There is, however, a huge and seemingly insurmountable problem in Open Socrates, and it begins with the man himself. For all his spirit of irreverence and inquiry, Socrates’ ethical philosophy and theory of knowledge begs the question: Who says what is right and wrong in the first place? You don’t have to be an enthusiastic moral relativist to concede that morality is necessarily created by us and can never be objective – unless you believe in a god who legislates on our behalf. To blithely accept and carry on as if ‘good’ and ‘bad’ were self-evident will inevitably lead one into the trap of emotional and philosophical self-reference, and what may be worse...self-reverence. This could lead to the danger of having to resort to one’s own ‘savage commands.’
Callard, of course, follows Socrates’ lead in seeking to do good as bound up with seeking truth. “Your answers to untimely questions stem from savage commands,” she writes. “What should you do? Simple: keep an open mind and inquire, moving toward what’s true and away from what’s false. Can that really be all there is to it? Yes.”
It really is that ‘simple’ for those who idolize Socrates. In contrast to those who might attempt to follow Immanuel Kant, or utilitarianism for ethical guidance, Callard promises that “virtue ethics simply tells you to be a decent, kind, fair, brave person.”

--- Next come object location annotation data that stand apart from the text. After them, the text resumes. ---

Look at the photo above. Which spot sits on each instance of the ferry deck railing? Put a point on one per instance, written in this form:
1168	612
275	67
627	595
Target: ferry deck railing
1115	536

Open Socrates is written with literary erudition and a clarity of style that even a dope like me can understand. As its title suggests, it has no definite attainable goal – no easy, trite answers. It simply and exhaustively exhorts the reader to keep on trying, be unafraid to fail, live with uncertainty and not react with rage to those who ask questions of your life and your opinions. Just always “do what is right,” defined here as “not doing wrong.”
Open Socrates is at its weakest when adhering most closely to the unsupported and unsupportable moral philosophy of Socrates himself. But it is at its strongest when abiding by the spirit of Socrates: Question everything, and everyone…no matter what.